Doch wer soll verzichten? Soll das Unternehmen schrumpfen, die Profite geschmälert, das Wachstum gelassen werden oder soll die breite Klasse, pardon: Masse die Schrumpfkur machen? Oder ist ein globales Wachstum ohne den Kapitalismus doch ökologisch und sozial zu machen?

Den Linken, die sich für zukünftige Postwachstumsperspektiven stark machen, wird nicht selten vorgeworfen, dabei die Interessen der arbeitenden Klassen zu ignorieren. Arbeiter*innen hätten ein Interesse an weiterem Wachstum und den einhergehenden materiellen Wohlstandsgewinnen, so die Argumentation. Von Wachstumskritiker*innen wird hingegen oft behauptet, dass der Wohlstand großer Bevölkerungsteile im Globalen Norden auf der Ausbeutung von arbeitenden Menschen sowie der überproportionalen Aneignung und Belastung von Ressourcen und ökologischen Senken im Globalen Süden basiere. Gibt es also eine geteilte Arbeiter*innenklasse?

Überhaupt: Was taugt dann die gesellschaftliche Kategorie Klasse, um eine lebenswerte Welt für Alle zu erringen? Wer ist hier Arbeiter*innenklasse und wie hängen Klassen mit den vielfältigen gesellschaftlichen Machtverhältnissen, Hierarchisierungen und Polarisierungen entlang von Geschlecht, Race, Staatsangehörigkeit und so weiter zusammen? Welche Rolle spielen Habitus, Alltagspraxis und Weltanschauung im Klassen- und Ökobewußtsein? Welche feministischen Postwachstum- und Klassentheorien stellen den Diskurs vom Kopf auf die Füße? Wie manifestieren sich der kapitalistische Wachstumszwang und damit Klassenverhältnisse jeweils in konkreten Naturverhältnissen in verschiedenen Ländern, Regionen und gesellschaftlichen Feldern?

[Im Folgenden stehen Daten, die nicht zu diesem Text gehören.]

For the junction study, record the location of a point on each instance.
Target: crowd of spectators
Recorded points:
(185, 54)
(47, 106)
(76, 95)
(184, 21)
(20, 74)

(Klassen-)Interessen leiten sich von Bedürfnissen ab. Auf einer grundlegenderen Ebene stellt sich damit also die Frage, welche Bedürfnisse im Kapitalismus nicht befriedigt werden und welche gar übermäßig – ihr werdet es ahnen: letztere sind solche, mit denen man Geld machen kann. Wir fragen uns also: Was sind Klassenbedürfnisse der Subalternen, der Multitude, der Arbeitenden? Was ist ungerechter Wohlstand, der auf Ungleicheit basiert, und was ein gutes Leben für alle?

Wie können wir letztlich diese Analysen in effektive Strategien hin zu einer sozial-ökologischen (Postwachstums-)Transformation ummünzen? Wo sind Ansatzpunkte eines Klassenstandpunktes in den aktuellen Konflikten um steigende Energiepreise, Inflation und postfossile Lösungswege? Ist es gar die Klimakrise, die einen neuen Zyklus von Klassenkämpfen einleitet? Und wie kann eine nachhaltige Transformation gemeinsam mit linken Bewegungen im Globalen Süden gelingen? Ist der erste Schritt weg vom Kapitalismus in der Vergesellschaftung als Weg zur Arbeiter*innenkontrolle zu suchen?

Wir freuen uns über konkrete, strategische, experimentelle oder utopische Antworten auf diese Fragen. Neben Essays sind insbesondere Bildbeiträge, fiktionale Texte, Briefwechsel, Interviews, Tagebucheinträge oder andere Formate willkommen. Wir wünschen uns besonders Beiträge von Personen, die sich nicht einem weißen cis-Mann-Spektrum zuordnen. Wir bitten euch, uns eure Vorschläge bis zum 27. November 2022 zu schicken – als kurze Beschreibung von ca. einer halben Seite. Der Redaktionsschluss für fertige Artikel ist dann am 31. Dezember 2022.